A training session for an Under 10 soccer team. A father yelling across to his child, “that’s not worth a tenner”. He helpfully explains to surrounding dads: his son, who’d just hit a header that bounced off a post, gets $10 for every goal scored and a fiver for every assist. I look at this telling little scene and think of the child primed for financial reward for every tiny achievement, even on a training pitch; I think of all the boys around him who do not get paid to score goals against their teammates. I wonder if all this is being done for the child’s benefit – or the parent’s. Is a resilient, emotionally stable superstar of backbone and stamina being created here, or another Nick Kyrgios?

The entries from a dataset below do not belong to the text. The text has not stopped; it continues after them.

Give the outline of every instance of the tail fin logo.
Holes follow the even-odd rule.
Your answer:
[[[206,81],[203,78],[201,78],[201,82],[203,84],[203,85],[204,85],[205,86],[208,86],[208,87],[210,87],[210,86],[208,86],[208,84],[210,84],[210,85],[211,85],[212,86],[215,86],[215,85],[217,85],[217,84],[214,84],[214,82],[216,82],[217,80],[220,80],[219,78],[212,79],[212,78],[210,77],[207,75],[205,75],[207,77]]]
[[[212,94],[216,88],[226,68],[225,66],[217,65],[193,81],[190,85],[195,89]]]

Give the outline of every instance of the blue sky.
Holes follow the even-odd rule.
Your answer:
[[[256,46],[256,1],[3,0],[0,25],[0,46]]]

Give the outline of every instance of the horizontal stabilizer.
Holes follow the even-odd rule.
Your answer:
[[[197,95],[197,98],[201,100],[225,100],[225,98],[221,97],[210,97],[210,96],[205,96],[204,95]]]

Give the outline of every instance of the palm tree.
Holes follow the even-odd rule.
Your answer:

I think of the parents around me who live through the achievements of their children. Those intriguing individuals who repeatedly boast about their child in the firsts, or the leadership role, or in the representative team for god knows what; the practised, faux-casual mentions sliding out on slippery cue. Were these people’s own dreams so frustrated that they must now live greedily through the success of their child? Is their sense of self so fragile? And what added pressure does this create within their family dynamic? What about the siblings not on the hallowed path?
I think of the mother who gradually pulled away from the claustrophobia of the school gate because she had a child who struggled with school, a girl who did not find it a breeze, who was never on the Presentation Day stage. It became incredibly hard for this woman to be around the wittering, crowing, blithely insensitive mothers; they had no sense of empathy for a child on a different but no less stupendous path. The woman detached, for her own mental equilibrium; she cultivated other friends.
It never used to be like this, surely, in those days before children became the “special projects” of their intensely focused parents. Now it seems every second working mother is taking several months or a year off work, through long service leave or extended holidays, to provide support/assistance/a hand to hold for their precious teenage darling who couldn’t possibly be left alone to tackle their final-year exams. Why? Why can’t the kids just get on with it themselves? It’s a valuable life skill. How will they cope when they’re out in the big wide world?
Back off parents, leave them kids alone, let them bloom like flowers in a well tended garden. That’s the message of child psychologist Alison Gopnik, author of The Gardener and the Carpenter. Gopnik’s thesis is that raising children should not be a goal-oriented task, like a carpenter sculpting a chair. Parents should simply provide a loving environment in which a child can flourish; they should step back, let them make mistakes, stumble and fail and learn from it. “Parents are not designed to shape their children’s lives,” the author contends. In Gopnik’s Room 101: crammed after-school schedules. Standardised national testing. Academic league tables. She argues that kids need fewer lessons but more love. The gift of attention, just not of the helicopter variety.
And all this as levels of anxiety and depression are increasing in high schools. The cruelties of social media, a bullying culture, academic pressures, the expectations of parents, anxiety, mental fragility; it’s a potent poison. And all this as yet another private high school student commits suicide. It’s a pattern of hushed voices and horror within certain Sydney circles that feels like it’s becoming heartbreakingly common. No, please, not another one. Yet there always is, and you wonder why, what is it about this world now.
A tenner for every goal scored against a teammate? Not sure about that one.